So the difference that matters in pure dual licensing (for the same product that is), from a Free Software / Open Source point of view, is basically the difference between the two big churches, Gnu and BSD. (Within Gnu, some even argue KDE is more Free as in Speech with Qt’s dual licensing than Gnome/GTK with LGPL.)

I’m not sure wich model Steven prefers, but maybe a BSD-style license for his MySQL example so one does not have to buy a closing source license. (A Closing Source License is a license where you buy (pieces of) source code that are closed source and must remain closed source.) I might misunderstand him of course but I won’t go into that religious war now. The thing is this case is not that bad as the same source remains available for paying as wel as non paying customers. (Well, not for the customer of the paying customer, but more of that later.)

The important thing so far is that all the same source is openly available to the vendor’s customers and users.

It’s al whole different matter when dual licensing comes with different products. You get one edition in open source, and need to buy a closing source license for another edition with more goodies. In this case you really have pieces of code that mandatorily remain closed source. That is not a good thing.

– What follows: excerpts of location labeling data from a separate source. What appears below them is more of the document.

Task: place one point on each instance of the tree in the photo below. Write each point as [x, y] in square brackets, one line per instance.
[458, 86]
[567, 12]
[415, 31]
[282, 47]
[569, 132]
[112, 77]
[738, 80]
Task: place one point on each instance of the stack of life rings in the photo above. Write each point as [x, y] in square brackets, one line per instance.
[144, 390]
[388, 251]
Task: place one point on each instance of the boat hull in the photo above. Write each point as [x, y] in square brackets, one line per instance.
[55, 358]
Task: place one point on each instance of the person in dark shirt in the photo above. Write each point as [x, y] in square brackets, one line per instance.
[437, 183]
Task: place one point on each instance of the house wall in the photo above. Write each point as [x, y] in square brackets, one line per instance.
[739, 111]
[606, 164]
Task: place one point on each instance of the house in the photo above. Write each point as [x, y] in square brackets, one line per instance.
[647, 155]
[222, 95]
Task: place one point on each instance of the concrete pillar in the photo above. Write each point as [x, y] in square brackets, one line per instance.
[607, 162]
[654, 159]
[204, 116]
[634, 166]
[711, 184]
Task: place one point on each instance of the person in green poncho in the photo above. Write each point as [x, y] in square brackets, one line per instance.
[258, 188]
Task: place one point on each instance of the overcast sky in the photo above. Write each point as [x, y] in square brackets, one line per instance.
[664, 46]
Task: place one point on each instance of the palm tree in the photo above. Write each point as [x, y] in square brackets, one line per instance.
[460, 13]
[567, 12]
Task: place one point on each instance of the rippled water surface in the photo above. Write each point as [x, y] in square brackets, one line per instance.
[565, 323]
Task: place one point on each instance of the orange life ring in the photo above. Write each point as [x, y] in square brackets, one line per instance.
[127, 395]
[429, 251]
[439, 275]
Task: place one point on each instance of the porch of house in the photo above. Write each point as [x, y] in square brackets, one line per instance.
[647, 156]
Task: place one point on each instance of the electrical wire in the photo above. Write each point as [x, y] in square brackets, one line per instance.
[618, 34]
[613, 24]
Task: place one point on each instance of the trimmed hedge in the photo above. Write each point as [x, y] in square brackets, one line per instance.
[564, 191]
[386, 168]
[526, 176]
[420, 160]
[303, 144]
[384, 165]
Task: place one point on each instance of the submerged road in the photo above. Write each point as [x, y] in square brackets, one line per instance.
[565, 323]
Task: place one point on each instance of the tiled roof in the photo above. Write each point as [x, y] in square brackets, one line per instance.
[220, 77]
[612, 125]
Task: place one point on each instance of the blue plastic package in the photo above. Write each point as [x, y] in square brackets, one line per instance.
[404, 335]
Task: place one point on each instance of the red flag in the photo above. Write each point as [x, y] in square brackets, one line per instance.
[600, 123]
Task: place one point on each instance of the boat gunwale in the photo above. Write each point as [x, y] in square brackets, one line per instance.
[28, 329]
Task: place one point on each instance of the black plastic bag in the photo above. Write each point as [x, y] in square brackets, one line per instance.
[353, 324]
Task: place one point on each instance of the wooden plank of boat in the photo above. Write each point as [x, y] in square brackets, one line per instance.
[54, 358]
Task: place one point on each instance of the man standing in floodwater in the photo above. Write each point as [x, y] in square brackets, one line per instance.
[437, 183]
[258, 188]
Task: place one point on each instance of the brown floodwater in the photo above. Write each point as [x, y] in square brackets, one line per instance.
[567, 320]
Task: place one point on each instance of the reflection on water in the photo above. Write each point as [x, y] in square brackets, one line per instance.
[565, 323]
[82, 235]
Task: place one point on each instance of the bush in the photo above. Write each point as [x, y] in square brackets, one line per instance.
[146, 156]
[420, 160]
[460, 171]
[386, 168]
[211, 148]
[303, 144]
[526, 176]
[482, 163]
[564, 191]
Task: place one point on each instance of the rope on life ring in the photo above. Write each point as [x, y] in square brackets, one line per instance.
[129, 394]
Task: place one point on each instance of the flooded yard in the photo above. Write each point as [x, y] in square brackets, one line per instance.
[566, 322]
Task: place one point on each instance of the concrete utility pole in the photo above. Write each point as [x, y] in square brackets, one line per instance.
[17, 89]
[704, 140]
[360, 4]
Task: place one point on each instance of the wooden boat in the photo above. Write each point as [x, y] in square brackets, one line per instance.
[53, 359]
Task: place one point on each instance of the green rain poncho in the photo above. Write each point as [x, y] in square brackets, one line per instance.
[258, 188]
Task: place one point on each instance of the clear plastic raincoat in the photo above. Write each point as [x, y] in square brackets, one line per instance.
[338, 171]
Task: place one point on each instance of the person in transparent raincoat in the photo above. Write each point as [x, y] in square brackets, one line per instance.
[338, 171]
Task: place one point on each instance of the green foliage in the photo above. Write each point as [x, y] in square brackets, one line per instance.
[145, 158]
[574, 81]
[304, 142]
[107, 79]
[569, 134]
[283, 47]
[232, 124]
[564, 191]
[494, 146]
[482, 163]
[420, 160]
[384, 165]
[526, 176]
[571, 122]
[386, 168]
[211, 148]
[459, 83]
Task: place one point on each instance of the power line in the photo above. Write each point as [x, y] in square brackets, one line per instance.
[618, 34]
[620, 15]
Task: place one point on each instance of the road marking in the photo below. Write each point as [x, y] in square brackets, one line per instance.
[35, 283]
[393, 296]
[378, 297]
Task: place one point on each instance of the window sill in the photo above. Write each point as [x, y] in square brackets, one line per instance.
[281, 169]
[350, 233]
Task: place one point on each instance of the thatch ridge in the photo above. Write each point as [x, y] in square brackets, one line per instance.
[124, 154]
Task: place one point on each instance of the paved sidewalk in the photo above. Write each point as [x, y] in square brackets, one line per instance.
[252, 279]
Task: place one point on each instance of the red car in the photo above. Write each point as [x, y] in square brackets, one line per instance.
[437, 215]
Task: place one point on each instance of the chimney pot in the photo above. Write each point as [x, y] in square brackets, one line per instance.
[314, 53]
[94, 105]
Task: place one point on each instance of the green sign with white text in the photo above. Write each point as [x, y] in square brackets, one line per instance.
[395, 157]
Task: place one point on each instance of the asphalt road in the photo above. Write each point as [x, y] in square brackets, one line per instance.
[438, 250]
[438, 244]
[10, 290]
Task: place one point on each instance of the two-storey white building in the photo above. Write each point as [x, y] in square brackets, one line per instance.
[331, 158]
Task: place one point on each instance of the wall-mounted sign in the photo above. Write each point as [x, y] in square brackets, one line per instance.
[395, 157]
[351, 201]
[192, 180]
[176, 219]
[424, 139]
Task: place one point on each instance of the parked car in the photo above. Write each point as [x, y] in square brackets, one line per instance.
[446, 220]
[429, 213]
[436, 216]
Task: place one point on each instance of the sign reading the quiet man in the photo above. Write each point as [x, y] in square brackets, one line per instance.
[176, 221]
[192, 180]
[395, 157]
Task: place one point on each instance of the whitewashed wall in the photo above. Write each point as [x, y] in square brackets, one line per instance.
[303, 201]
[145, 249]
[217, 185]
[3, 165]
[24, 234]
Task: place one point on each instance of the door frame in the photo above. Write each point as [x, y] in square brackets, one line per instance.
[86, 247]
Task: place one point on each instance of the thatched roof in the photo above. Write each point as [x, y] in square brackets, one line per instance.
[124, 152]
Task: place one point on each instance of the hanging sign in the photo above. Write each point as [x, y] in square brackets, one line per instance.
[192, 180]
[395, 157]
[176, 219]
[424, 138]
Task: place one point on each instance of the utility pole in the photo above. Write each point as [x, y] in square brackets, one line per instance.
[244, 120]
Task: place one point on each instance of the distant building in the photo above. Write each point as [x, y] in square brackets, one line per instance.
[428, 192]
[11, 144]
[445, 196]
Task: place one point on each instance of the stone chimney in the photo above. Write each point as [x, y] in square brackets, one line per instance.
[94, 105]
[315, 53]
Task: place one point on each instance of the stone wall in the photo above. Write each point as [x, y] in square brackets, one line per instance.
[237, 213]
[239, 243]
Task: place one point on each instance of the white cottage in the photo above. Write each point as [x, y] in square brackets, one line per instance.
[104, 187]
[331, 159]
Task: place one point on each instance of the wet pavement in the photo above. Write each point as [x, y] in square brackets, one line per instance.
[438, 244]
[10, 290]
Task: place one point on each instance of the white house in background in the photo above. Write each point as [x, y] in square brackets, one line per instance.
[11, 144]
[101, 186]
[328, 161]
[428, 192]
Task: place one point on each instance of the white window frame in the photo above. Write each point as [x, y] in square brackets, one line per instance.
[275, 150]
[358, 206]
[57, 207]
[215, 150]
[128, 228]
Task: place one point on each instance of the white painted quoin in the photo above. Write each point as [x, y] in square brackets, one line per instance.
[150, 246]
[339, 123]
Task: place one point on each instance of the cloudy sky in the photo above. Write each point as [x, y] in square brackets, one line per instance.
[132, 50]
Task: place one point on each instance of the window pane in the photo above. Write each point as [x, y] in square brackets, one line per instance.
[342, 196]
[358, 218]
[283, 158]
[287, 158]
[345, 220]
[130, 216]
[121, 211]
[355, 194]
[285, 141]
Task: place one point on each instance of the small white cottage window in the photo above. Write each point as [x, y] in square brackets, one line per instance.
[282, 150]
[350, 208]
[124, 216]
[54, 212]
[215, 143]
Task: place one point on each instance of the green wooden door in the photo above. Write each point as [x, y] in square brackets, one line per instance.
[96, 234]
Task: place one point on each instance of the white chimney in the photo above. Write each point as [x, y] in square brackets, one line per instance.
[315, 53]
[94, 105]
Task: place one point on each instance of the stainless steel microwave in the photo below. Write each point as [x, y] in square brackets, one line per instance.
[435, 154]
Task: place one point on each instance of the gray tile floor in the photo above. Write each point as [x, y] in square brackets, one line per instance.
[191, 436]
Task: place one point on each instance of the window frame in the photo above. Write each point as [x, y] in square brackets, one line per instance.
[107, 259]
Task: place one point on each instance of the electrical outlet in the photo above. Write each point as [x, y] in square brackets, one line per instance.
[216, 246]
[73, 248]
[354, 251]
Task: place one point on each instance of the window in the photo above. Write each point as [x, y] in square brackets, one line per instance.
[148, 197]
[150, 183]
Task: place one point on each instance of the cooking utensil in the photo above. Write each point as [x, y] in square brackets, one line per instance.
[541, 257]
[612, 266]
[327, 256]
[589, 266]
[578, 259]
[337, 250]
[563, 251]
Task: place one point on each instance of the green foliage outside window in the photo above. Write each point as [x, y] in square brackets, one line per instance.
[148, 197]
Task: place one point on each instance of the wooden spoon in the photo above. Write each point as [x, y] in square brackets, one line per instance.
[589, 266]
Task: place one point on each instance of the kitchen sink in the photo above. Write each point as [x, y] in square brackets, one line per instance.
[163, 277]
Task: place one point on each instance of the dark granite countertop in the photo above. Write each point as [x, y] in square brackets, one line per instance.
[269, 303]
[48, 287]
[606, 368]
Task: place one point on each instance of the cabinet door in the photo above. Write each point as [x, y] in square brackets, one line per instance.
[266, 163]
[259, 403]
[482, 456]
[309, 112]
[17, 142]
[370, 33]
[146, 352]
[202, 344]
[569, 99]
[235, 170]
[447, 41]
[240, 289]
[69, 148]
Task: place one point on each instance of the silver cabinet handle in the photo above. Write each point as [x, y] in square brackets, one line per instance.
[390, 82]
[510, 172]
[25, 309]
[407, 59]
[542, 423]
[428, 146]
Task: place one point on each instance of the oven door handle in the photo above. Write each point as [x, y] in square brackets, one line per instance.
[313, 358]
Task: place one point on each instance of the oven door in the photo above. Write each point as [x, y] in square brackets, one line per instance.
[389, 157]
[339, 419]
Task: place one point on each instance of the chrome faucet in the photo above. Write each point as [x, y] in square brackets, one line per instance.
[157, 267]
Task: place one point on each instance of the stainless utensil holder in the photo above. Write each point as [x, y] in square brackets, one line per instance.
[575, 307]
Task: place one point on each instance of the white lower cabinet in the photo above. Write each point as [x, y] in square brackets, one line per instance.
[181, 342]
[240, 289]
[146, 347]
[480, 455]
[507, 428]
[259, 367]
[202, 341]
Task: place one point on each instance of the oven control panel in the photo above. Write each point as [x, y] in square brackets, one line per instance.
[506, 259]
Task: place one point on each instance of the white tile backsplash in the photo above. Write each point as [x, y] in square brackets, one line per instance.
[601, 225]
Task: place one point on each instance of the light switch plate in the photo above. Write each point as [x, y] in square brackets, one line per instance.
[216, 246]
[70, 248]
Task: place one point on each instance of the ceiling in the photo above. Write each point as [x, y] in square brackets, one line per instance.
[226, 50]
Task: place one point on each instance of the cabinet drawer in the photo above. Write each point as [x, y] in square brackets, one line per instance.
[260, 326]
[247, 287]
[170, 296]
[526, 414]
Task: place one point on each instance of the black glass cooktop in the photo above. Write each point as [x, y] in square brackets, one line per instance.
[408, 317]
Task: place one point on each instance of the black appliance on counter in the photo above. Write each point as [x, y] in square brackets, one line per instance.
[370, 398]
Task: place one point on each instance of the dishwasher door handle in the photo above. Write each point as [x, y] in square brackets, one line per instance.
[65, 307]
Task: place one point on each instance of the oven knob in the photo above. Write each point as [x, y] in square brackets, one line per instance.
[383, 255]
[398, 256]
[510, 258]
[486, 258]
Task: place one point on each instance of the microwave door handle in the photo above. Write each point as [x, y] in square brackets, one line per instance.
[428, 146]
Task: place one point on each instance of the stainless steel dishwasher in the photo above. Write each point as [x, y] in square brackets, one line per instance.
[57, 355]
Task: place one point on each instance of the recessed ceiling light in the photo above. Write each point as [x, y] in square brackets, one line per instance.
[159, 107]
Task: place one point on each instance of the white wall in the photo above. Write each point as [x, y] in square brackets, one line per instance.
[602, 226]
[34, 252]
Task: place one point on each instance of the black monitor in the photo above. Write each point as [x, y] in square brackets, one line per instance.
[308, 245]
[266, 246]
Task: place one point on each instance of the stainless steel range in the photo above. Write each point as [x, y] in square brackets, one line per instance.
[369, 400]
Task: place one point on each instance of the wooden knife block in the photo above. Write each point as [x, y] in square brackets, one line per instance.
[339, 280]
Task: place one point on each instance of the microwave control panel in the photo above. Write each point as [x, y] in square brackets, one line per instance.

Note that the difference can be subtle. Here the example was about the vendor doing closed source stuff, which is presumedly distributed to several customers. With a BSD style license, the user/client could also close stuff, and that might seem the same, but he’s the only one – on his level – affected. Of course, if he redistributes, he then becomes the vendor and has to decide on his source policy independently. That’s again the Gnu/BSD war, but you have to look on the same vendor/client level to catch me here.

In the former case (dual licensing) the customer knows where he starts, so that’s not really a bait-and-switch. In the latter (dual edition) it’s trickyier, as support might turn out to depend of closed source features. Not good indeed.